More tech and tradition can be found on Stymie, which is a sonic Zen garden of picked and plucked guzheng strings. But the Chinese zither zing is haunted by hallucinatory dissected dialogue fragments – the chatter of a computer neural network slowly learning to speak. Stymie is the last of a trio of tunes conceived as Evgrafov questioned human-kind`s ever accelerating drive to invent, and accumulate, things. The observation that we don’t really know what to do with all this shit we’ve created. That for all our invention , innovation, we have still haven’t cured poverty or hunger. Venting his frustration with this confusion in the glitched, industrial stomp of Context, and musique concrete of Anthropocene – a busy soundscape of drone, string quartet, and traffic.

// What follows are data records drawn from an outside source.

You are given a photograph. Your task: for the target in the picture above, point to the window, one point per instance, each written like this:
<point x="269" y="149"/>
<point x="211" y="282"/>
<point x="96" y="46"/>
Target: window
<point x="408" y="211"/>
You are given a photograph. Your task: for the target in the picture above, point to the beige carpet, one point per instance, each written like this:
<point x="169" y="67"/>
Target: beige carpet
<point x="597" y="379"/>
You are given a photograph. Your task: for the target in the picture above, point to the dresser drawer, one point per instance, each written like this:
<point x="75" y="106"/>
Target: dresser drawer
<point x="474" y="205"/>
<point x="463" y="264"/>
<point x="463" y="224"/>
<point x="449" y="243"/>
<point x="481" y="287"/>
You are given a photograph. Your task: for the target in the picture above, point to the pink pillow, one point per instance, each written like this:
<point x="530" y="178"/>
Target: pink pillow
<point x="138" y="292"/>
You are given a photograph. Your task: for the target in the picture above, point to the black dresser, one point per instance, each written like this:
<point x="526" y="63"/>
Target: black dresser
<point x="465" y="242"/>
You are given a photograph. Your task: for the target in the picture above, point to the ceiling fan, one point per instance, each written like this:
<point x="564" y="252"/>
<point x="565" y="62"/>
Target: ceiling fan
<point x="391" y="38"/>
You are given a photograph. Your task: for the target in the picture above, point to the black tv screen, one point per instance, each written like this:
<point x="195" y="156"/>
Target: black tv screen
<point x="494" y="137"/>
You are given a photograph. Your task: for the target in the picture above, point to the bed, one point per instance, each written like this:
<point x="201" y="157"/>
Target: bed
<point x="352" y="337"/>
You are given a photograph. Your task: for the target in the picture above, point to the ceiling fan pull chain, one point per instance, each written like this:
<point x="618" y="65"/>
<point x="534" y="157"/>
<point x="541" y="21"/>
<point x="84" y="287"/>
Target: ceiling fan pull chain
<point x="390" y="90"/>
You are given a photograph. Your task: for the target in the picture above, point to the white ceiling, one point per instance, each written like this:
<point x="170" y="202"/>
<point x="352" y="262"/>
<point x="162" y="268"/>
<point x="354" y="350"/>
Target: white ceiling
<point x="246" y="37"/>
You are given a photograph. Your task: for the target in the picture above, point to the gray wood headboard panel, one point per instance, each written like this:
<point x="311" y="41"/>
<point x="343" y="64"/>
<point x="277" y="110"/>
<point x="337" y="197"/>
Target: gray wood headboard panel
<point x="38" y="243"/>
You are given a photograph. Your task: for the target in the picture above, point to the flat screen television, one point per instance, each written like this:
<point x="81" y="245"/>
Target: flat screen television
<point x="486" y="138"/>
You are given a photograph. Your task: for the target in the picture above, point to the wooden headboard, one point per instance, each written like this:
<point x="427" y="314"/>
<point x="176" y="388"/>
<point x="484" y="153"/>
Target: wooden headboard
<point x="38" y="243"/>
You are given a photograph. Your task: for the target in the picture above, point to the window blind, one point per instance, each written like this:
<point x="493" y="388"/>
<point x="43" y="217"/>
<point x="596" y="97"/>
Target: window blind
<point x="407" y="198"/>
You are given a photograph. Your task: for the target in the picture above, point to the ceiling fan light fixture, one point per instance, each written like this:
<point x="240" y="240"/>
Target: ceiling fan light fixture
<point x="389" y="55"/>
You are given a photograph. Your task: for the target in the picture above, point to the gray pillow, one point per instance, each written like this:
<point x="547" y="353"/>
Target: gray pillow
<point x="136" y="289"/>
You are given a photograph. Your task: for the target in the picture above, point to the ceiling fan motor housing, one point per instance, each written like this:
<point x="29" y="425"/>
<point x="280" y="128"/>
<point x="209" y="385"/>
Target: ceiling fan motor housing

On Sparkle drumsticks tap frantically like valuable seconds ticking, time running out for a mission impossible – as resources and ecosystems are exhausted at our hand. Sweeping orchestration underlining this theme. Epic, emotional, cinematic arrangements for massed cello, viola and violin also colour Splinter, Humble In Heart, and Rural Song – the latter being the closest Surrender comes to a conventional “classical” piece.
But there are moments of solo piano. Gymnopedies recorded, with an intimate resonance, on to worn-out, weathered tape. On Serene Air, treatments develop into an Eno-esque drift, as if accompanied by an apparition of Robert Fripp`s infinite guitar. On the closing Far And Close, they echo out into space. Leaving behind, bidding farewell, to a race that has lost itself.
Dmitry Evgrafov`s Surrender is released this week on 130701.
*A bit like Eno handing over this Glitterbug files to Jah Wobble.